На девятый день, когда приблизился час завтрака и позвали Захарию, чтобы сменить его, он ничего не ответил. В последнее время он совершенно обезумел и озлобленно ругался. Негрель не мог заставить его повиноваться и на время ушел. В шахте находились только один штейгер и трое рабочих. Захарии, наверное, стало слишком темно; обозленный, что этим замедляется его работа, он был, вероятно, настолько неосторожен, что открыл лампочку, хотя на этот счет были даны строгие предписания: рудничный газ скоплялся в шахте огромными массами, так как в узких проходах не было никакой вентиляции. Внезапно раздался громовой удар, и из отверстия штольни, как из пушки, заряженной картечью, вырвался сноп пламени. Все воспламенилось, так как воздух на протяжении всей галереи был подобен пороху. Пламя снесло штейгера а всех трех рабочих, поднялось по шахтному колодцу и вырвалось наружу, подобно извержению вулкана, выбрасывающего наверх обломки скал и бревен. Любопытные разбежались, и вдова Маэ поднялась, прижимая к груди перепуганную Эстеллу.
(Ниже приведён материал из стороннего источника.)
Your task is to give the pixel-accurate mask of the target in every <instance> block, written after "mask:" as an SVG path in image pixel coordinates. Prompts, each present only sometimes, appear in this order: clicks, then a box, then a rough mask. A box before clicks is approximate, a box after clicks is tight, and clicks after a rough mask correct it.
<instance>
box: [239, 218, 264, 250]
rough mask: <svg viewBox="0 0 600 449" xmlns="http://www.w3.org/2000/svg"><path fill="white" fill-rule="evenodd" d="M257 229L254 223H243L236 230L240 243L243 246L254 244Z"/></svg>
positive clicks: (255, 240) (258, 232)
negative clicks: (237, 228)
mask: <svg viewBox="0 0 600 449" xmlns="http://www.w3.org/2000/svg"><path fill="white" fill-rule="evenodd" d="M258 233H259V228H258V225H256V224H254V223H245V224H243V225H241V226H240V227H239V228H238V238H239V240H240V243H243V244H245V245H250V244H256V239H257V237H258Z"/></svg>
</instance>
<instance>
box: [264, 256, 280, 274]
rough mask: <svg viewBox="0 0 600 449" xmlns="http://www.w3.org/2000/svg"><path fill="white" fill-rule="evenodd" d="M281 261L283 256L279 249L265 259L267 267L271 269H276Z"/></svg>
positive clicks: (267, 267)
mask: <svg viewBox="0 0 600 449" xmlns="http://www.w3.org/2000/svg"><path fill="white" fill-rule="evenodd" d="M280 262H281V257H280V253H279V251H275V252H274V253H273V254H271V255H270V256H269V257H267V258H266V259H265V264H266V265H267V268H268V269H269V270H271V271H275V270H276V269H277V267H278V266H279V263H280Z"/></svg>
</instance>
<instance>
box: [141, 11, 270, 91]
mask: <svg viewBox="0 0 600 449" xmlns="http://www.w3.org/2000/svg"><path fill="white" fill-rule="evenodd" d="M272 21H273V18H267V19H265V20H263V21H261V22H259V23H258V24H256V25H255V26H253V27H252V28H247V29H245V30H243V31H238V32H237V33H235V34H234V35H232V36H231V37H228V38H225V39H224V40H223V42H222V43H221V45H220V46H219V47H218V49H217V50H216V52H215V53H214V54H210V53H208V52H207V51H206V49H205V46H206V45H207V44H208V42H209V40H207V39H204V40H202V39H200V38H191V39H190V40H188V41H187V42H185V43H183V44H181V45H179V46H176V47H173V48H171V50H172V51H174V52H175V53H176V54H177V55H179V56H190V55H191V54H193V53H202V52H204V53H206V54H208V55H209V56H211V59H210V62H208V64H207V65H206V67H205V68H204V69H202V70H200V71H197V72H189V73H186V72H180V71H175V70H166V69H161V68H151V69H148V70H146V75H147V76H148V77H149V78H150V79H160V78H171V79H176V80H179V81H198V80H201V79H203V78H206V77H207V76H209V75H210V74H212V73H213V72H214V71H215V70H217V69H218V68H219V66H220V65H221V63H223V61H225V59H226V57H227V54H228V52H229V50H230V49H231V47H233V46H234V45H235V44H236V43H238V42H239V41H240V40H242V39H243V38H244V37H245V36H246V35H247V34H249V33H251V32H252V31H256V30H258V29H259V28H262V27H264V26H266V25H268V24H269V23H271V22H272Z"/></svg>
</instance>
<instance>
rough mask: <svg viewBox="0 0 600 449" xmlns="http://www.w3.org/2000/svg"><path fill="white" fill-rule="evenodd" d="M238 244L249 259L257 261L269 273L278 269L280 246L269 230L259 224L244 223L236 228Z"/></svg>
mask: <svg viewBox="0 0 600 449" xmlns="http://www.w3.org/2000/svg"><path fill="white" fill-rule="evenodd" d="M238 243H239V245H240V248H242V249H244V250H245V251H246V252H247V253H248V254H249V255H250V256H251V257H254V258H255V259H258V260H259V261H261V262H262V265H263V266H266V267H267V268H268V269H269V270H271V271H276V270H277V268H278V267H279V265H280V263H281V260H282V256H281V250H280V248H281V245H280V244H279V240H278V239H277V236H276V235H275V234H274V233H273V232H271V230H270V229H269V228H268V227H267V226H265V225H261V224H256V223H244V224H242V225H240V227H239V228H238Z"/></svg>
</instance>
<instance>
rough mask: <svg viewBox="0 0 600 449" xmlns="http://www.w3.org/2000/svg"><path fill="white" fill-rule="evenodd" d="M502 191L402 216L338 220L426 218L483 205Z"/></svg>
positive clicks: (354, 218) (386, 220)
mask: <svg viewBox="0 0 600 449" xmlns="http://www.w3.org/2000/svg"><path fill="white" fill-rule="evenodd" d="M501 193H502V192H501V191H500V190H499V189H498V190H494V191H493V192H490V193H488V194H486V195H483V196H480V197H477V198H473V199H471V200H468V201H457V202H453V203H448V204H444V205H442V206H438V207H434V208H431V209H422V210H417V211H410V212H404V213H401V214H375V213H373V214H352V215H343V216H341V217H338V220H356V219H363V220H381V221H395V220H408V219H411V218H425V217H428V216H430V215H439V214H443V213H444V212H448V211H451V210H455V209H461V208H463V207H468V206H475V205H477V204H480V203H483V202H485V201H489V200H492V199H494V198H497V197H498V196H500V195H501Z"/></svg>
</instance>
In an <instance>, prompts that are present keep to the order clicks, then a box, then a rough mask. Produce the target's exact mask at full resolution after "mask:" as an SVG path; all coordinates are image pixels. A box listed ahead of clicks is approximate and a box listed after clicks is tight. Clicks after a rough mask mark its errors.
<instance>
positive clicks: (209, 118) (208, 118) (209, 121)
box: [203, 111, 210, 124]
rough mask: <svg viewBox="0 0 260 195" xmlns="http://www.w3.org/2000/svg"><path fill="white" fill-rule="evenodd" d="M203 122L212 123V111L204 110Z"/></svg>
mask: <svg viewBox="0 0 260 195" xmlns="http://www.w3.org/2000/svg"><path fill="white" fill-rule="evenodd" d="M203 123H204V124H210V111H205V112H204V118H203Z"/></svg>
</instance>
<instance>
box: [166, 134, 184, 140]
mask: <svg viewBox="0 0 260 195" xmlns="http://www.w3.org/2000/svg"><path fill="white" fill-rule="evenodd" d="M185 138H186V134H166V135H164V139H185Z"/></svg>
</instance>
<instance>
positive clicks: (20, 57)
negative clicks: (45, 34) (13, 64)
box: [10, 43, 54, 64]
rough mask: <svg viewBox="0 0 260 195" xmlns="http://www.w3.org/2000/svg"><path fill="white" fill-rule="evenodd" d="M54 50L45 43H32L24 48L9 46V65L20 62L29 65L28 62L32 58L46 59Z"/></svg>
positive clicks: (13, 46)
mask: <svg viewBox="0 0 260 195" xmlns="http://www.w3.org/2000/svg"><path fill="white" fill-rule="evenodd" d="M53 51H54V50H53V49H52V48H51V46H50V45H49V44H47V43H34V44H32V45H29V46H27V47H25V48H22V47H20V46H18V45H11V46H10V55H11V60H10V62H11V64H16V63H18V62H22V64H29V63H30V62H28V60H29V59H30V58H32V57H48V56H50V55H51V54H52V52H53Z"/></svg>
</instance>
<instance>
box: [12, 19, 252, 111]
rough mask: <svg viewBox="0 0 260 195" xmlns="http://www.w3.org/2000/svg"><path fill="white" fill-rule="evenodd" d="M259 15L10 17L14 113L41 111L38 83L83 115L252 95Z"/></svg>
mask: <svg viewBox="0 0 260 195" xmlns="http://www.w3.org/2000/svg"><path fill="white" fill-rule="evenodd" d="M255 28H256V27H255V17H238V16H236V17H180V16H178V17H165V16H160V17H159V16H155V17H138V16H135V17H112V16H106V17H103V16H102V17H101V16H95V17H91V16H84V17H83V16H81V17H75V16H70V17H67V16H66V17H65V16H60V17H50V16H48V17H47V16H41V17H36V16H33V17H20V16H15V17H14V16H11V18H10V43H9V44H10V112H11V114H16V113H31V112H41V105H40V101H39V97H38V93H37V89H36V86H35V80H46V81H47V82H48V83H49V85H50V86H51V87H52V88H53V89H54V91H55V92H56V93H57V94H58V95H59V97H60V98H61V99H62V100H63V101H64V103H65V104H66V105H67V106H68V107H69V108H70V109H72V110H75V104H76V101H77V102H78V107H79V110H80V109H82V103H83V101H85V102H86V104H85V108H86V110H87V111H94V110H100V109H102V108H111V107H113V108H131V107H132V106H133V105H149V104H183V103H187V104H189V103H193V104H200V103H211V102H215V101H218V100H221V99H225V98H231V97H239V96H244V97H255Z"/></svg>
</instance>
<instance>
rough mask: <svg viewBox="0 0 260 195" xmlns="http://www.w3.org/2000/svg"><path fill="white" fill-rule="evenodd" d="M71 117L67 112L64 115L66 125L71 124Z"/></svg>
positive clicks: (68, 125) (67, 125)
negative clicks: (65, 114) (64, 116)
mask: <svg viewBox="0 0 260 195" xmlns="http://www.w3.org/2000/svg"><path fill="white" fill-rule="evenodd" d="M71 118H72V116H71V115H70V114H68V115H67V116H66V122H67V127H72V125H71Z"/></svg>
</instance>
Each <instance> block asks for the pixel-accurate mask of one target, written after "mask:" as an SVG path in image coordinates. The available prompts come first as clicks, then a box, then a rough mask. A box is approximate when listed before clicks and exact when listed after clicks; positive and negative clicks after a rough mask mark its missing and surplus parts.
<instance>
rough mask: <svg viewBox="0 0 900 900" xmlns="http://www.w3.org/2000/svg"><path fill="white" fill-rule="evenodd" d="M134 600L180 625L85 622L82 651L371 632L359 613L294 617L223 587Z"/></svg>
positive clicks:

Когда Негрель и рабочие вернулись, их охватила невообразимая ярость. Они топали ногами, как мачеха, избивающая детей под влиянием своей жестокой причуды. Тут надрывались над работой, чтобы помочь товарищам, - и вот еще приходится платиться самим! После трех долгих часов усилий и опасности наконец проникли в галерею. Извлечение жертв подавляло своей мрачностью. И штейгер и рабочие были еще живы, но покрыты ужасными ранами, и от них пахло паленым мясом. Они глотнули огня, и у них было обожжено все горло; они без умолку выли, умоляя, чтобы их прикончили. Один из трех шахтеров оказался тем самым, который во время забастовки пробил последним ударом кирки насос Гастон-Мари. У двух других еще не зажили царапины на руках, - так старательно швыряли они кирпичи в солдат. Бледная, дрожащая толпа расступилась, чтобы дать проход, когда их несли.
Вдова Маэ ожидала стоя. Наконец показался труп Захарии. Платье его было сожжено, все тело превратилось в черный уголь; в этом обгоревшем куске невозможно было узнать человека. Головы не было, ее размозжило взрывом. Когда эти страшные останки вынесли на носилках, вдова Маэ машинально двинулась за ними; веки ее были воспалены, но ни слезинки не проступило на глазах. На руках она держала убаюканную Эстеллу, и волосы ее развевались по ветру. На ее лице лежала печать пережитой ею трагедии. Филомена, оставшаяся в поселке, обезумев, разразилась слезами, но тотчас успокоилась. А мать уже шла обратно в Рекийяр той же походкой: она проводила сына и теперь возвращалась ждать спасения дочери.